According to the RPD, Mr. Habibi must have been complicit in crimes against humanity undertaken by the Iranian Regime because of his 28 years’ of service as a police officer in Iran, and his having achieved the high rank of Lieutenant Colonel upon retirement. The RPD stated:
not only would [Mr. Habibi] have been aware of the police’s co-operation with and support for other agencies such as the Komiteh [revolutionary committee], but also have been involved in providing direction to the actions of police when working with other agencies.
In its findings, the RPD rejected the direct testimony of Mr. Habibi that he “had never transferred a prisoner to another security or enforcement agency which had committed crimes and crimes against humanity”.
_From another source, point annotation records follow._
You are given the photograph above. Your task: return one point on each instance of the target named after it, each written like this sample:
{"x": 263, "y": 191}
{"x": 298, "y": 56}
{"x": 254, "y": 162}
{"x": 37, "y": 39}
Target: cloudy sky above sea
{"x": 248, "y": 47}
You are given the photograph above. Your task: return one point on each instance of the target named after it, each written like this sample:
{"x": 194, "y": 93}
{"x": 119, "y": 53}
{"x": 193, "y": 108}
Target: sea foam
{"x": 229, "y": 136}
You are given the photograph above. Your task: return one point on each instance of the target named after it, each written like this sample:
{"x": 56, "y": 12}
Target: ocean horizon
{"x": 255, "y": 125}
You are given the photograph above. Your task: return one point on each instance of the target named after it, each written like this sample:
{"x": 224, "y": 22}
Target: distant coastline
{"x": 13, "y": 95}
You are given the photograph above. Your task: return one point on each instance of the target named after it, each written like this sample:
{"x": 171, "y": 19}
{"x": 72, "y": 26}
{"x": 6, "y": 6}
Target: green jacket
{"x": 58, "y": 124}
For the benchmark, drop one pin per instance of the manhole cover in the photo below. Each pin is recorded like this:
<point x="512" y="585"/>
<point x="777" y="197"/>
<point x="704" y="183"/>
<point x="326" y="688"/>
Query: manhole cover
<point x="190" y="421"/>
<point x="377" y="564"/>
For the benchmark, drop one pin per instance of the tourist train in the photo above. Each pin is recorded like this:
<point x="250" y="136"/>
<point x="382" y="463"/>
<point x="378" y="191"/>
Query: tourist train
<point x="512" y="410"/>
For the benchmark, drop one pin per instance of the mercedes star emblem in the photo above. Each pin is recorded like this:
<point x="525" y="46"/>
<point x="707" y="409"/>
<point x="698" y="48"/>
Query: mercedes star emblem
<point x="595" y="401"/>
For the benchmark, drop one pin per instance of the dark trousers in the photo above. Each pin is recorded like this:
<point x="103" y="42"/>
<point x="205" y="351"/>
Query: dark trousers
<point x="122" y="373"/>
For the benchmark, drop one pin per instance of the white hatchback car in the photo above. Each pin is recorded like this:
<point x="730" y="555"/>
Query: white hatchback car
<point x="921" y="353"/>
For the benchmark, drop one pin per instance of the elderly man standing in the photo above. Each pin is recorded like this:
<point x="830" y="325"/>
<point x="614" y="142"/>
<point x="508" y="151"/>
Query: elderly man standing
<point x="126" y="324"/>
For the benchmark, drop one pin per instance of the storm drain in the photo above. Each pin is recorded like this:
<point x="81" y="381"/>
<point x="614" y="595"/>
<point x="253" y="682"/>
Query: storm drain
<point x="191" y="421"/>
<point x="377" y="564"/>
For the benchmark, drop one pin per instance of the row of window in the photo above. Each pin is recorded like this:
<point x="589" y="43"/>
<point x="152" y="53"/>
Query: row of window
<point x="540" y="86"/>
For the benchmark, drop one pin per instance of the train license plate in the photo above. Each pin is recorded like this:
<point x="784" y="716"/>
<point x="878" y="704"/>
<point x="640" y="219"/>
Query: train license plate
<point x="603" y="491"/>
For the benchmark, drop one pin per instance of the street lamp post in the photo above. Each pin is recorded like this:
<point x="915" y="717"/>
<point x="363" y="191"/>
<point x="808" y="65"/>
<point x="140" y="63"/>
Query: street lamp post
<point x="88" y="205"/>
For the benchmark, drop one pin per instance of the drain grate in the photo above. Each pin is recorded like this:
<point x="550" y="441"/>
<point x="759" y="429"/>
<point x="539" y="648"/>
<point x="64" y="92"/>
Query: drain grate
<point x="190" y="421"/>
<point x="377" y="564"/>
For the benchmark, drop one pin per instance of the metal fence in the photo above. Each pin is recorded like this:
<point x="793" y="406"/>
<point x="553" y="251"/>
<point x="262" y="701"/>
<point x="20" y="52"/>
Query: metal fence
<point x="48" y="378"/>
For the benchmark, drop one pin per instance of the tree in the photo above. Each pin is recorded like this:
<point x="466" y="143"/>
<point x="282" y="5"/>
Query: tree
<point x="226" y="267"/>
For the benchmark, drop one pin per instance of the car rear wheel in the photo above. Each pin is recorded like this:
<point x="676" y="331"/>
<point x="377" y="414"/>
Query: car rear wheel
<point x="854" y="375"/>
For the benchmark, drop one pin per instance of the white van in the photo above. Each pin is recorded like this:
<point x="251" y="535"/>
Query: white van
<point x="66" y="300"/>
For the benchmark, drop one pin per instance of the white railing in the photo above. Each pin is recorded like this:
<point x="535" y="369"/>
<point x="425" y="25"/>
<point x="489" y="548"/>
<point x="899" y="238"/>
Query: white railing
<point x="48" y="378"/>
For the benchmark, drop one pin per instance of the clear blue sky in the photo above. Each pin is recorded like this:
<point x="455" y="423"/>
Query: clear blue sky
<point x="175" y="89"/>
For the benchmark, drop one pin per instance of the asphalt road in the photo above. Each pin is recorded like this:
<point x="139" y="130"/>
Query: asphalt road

On Judicial Review, the Federal Court found that although the RPD had been “mindful” of the test set out by the Supreme Court of Canada in Ezokola v Canada (Citizenship and Immigration), 2013 SCC 40, which required that there had to be evidence of Mr. Habibi “personally making a voluntary, knowing and significant contribution to crimes against humanity or the criminal purposes of the Iranian regime”, the RPD had nonetheless “incorrectly and unreasonably applied the test”. More specifically, the RPD’s decision was not based on an individualized assessment, as had been required in Ezokola, but a “guilt by association” determination, contrary to Ezokola. In so doing, the RPD had failed to properly consider the six contextual factors set out in Ezokola, including the size and nature of the Iranian police force.
The Federal Court ordered that another panel of the RPD make a determination as to the Applicants’ refugee claim.
It is a relief that Mr. Habibi and Ms. Khoshadel are permitted to make their case for refugee and/or protected status without the erroneous application of a serious ground for exclusion. However, the decision of the RPD does create the uncomfortable reality that even with guidance from the Supreme Court of Canada, decisions are being made in respect of exclusions that are only being caught due to judicial reviews (or appeals). Although it is to be expected that decisions of first instance will not always be correct or reasonable (hence the opportunity for an appeal or a judicial review if provided leave), the reality is that not all applicants will pursue the process, either due to financial constraints or other issues. It is therefore imperative that as much as is possible, decision makers of first instance thoroughly consider binding authority and come to reasonable conclusions that are warranted in the specific circumstances of the claim before them.